Chemistry
posted by Annie on .
Naoh (aq) + HCl (aq) > NaCl (aq) + H2O (l)
Using the dT determined in part 1, calculate the heat capacity of the calorimeter. Enthalpy of reaction= 58.3 kj/mol, Cs (NaCl = 3.91j/g C)density of 1 M NaCl = 1.037g/mL. dT= 12.88 degrees Celcius.50 mL of 2.00 M HCl and 50 ml of 2.05 M NaOH were used

What's Cs NaCl = 3.91 J/g mean?
Is dT delta T. 
yes dt is delta T and i think it is the specific heat capacity of NaCl but im not sure

You have 100 mL solution.
Use density to calculate mass from mass = volume x density.
mols NaCl formed = M x L = 0.2M x 0.050 = 0.1 mol. delta H rxn = 58.3 kJ/mol or 5.83 kJ for this reaction which is q in the following..
q = [mass NaCl soln x specific heat of NaCl soln x dT] + [Ccal x dT] = 0
Substitute and solve for Ccal. 
Originally the enthalpy is negative then how does it become postive and I have followed the steps and I came up 47.36 J/g degrees C. Also I don't understand why enthalpy is q if you could please explain that, and thankyou so much.

I had to let that equation equal something and I didn't want to type that line again so I let it equal q. The usual expression for specific heat and dT calculations is
mass H2O x specific heat H2O x (TfinalTinitial) = 0. We plug in the numbers and solve for Tinitial or Tfinal or specific heat or mass H2O. In this case, however, we have all of those values and the equation equals q or any other letter I choose. I changed the sign because we are adding heat to the solution, not taking heat out; + signs mean we add heat. Another way of looking at it is that the  sign means the neutralization is an exothermic one and that it is being used to release heat and that ADDS heat to the solution.
I went through the calculations in a hurry and came up with 47.17 J/g for Ccal I would round that to 47.2. 
Thankyou so much for all the help and the explanation and your time.
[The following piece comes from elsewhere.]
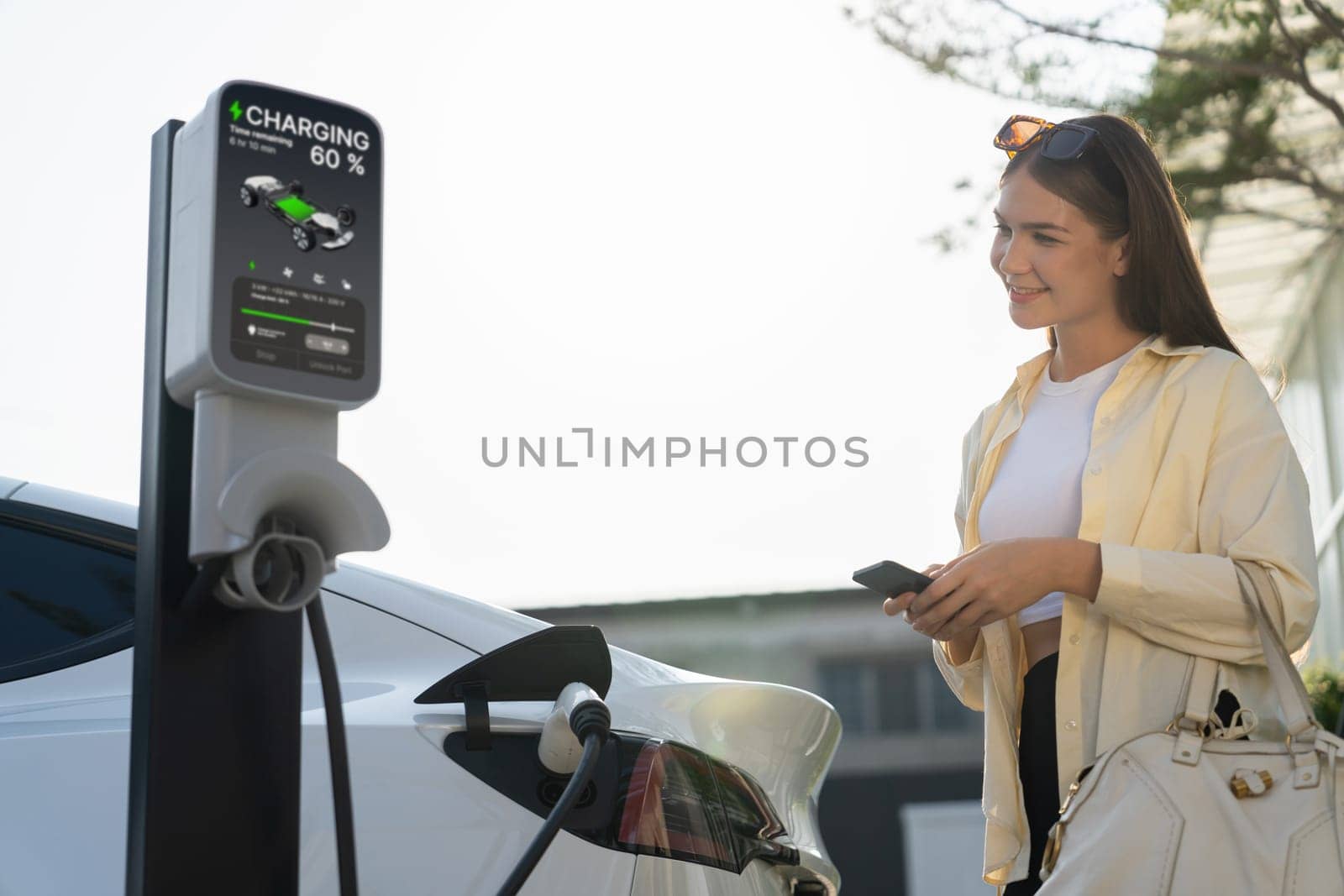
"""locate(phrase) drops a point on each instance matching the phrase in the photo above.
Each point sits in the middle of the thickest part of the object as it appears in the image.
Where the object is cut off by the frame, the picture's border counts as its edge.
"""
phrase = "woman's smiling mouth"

I have one more question, why is the volume of NaCl 0.05 L when we are calculating the mols and 0.1 L when we are calculating mass?

The volume of NaCl is never 0.100.
The mass of the SOLUTION (it is a solution of NaCl) comes from 50 mL + 50 mL = 100 mL, then
mass of solution = volume x density = 100 mL x 1.037 g/mL = about 104 or so grams for the salt solution.
The volume of NaCl is never 0.05 L.
The reaction is HCl + NaOH ==> NaCl + H2O
You have mols HCl = M x L = 2.00M x 0.050 L = 0.100 mol NaCl formed from this and the HCl is the limiting reagent.
For the NaOH we have 2.05M x 0.050 = 0.102 mols. Of course only 0.100 mol NaCl is formed.